Sruthy, one of the girls involved in the recent same-sex relationship case, made a public appeal to her partner to come back, on Sunday. The girl, who is a graduate in Commerce, is undergoing training in Accounts at Sangama, Bangalore, an organisation that gave both of them shelter when they left their respective houses and decided to live together a few months ago.
“I came to know that she had undergone mental shock and was admitted to a hospital. I couldn’t contact her by any means. Our families won’t let us meet or talk over phone. I just want to know if her health is fine and am sure, she will come back, once she meets me,” Sruthy, who travelled to Kozhikode to make a public appeal through media, said.
As a first step to reach her partner through media, she came out in public and revealed her name, but refused to take photographs. Sruthy and her female partner, both based in Shoranur, had left for Bangalore and sought the help at Sangama, an organisation that stands for sexual minorities.
Later, Sruthy’s partner left with her parents after the court intervened. Her father had mentioned that his daughter was abducted by Sruthy with the help of Sangama and though his daughter was unmarried, she could not marry a woman as marriage between women was not legal in India.
Sruthy says the couple were not inclined to marry, but not ready to marry anybody else. “I cannot marry a man and am sure, she also will not do it. Our families had tried to find us grooms and that’s why we left our homes,” she said.

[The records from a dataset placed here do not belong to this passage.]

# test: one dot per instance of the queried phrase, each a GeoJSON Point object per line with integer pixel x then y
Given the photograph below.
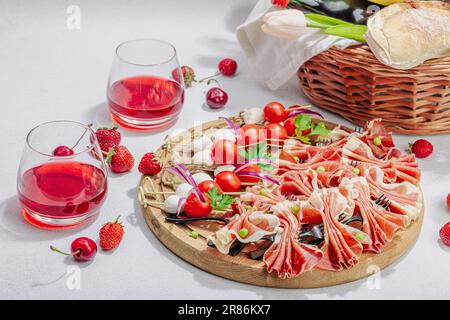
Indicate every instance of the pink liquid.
{"type": "Point", "coordinates": [146, 97]}
{"type": "Point", "coordinates": [63, 189]}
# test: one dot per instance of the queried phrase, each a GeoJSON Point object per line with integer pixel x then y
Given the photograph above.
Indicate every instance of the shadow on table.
{"type": "Point", "coordinates": [14, 227]}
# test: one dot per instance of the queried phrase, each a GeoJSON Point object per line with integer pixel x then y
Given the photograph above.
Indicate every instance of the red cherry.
{"type": "Point", "coordinates": [63, 151]}
{"type": "Point", "coordinates": [216, 98]}
{"type": "Point", "coordinates": [82, 249]}
{"type": "Point", "coordinates": [227, 67]}
{"type": "Point", "coordinates": [275, 112]}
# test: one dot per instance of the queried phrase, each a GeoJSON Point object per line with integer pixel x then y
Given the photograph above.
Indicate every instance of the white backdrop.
{"type": "Point", "coordinates": [49, 72]}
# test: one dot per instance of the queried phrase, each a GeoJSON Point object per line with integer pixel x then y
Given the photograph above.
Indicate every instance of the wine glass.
{"type": "Point", "coordinates": [62, 178]}
{"type": "Point", "coordinates": [145, 85]}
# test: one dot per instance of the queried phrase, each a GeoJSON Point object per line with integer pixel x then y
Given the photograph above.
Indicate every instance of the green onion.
{"type": "Point", "coordinates": [243, 233]}
{"type": "Point", "coordinates": [194, 234]}
{"type": "Point", "coordinates": [354, 31]}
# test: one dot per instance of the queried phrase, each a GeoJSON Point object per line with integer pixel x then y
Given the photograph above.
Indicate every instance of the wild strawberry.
{"type": "Point", "coordinates": [111, 234]}
{"type": "Point", "coordinates": [448, 201]}
{"type": "Point", "coordinates": [149, 164]}
{"type": "Point", "coordinates": [108, 138]}
{"type": "Point", "coordinates": [188, 75]}
{"type": "Point", "coordinates": [120, 159]}
{"type": "Point", "coordinates": [421, 148]}
{"type": "Point", "coordinates": [227, 67]}
{"type": "Point", "coordinates": [444, 233]}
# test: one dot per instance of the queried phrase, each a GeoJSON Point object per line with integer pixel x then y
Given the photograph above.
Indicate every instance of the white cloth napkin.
{"type": "Point", "coordinates": [274, 61]}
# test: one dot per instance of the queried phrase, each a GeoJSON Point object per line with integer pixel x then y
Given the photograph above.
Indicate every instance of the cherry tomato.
{"type": "Point", "coordinates": [228, 181]}
{"type": "Point", "coordinates": [252, 134]}
{"type": "Point", "coordinates": [207, 185]}
{"type": "Point", "coordinates": [289, 125]}
{"type": "Point", "coordinates": [251, 168]}
{"type": "Point", "coordinates": [275, 112]}
{"type": "Point", "coordinates": [224, 152]}
{"type": "Point", "coordinates": [194, 207]}
{"type": "Point", "coordinates": [288, 189]}
{"type": "Point", "coordinates": [276, 133]}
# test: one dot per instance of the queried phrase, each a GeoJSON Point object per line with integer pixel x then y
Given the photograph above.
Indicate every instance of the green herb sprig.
{"type": "Point", "coordinates": [305, 128]}
{"type": "Point", "coordinates": [219, 201]}
{"type": "Point", "coordinates": [258, 151]}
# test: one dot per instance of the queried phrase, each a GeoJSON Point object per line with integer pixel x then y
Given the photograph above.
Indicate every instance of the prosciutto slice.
{"type": "Point", "coordinates": [405, 198]}
{"type": "Point", "coordinates": [396, 169]}
{"type": "Point", "coordinates": [258, 225]}
{"type": "Point", "coordinates": [287, 257]}
{"type": "Point", "coordinates": [378, 223]}
{"type": "Point", "coordinates": [341, 248]}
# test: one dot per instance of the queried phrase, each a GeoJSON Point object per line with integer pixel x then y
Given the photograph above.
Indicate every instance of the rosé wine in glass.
{"type": "Point", "coordinates": [145, 91]}
{"type": "Point", "coordinates": [61, 191]}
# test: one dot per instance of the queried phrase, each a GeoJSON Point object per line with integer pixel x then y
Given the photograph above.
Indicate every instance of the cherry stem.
{"type": "Point", "coordinates": [210, 77]}
{"type": "Point", "coordinates": [65, 253]}
{"type": "Point", "coordinates": [214, 80]}
{"type": "Point", "coordinates": [82, 136]}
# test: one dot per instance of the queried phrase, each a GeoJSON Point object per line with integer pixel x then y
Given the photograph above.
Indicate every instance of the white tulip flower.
{"type": "Point", "coordinates": [287, 24]}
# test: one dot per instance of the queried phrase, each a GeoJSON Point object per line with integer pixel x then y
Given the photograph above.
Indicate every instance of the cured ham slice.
{"type": "Point", "coordinates": [396, 169]}
{"type": "Point", "coordinates": [404, 198]}
{"type": "Point", "coordinates": [257, 224]}
{"type": "Point", "coordinates": [341, 248]}
{"type": "Point", "coordinates": [378, 223]}
{"type": "Point", "coordinates": [287, 257]}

She fears that her partner may be under house arrest.
“Homosexuality is not a disease. It can neither be treated with medicines nor be cured by counselling. Transgender people do exist in Kerala but they migrate to neighbouring states like Karnataka or Andhra Pradesh due to the conservative attitude of people in the state,” said Sangama director Guru Kiran.
He said that as both the girls have crossed 20 years, they have the right to choose their future.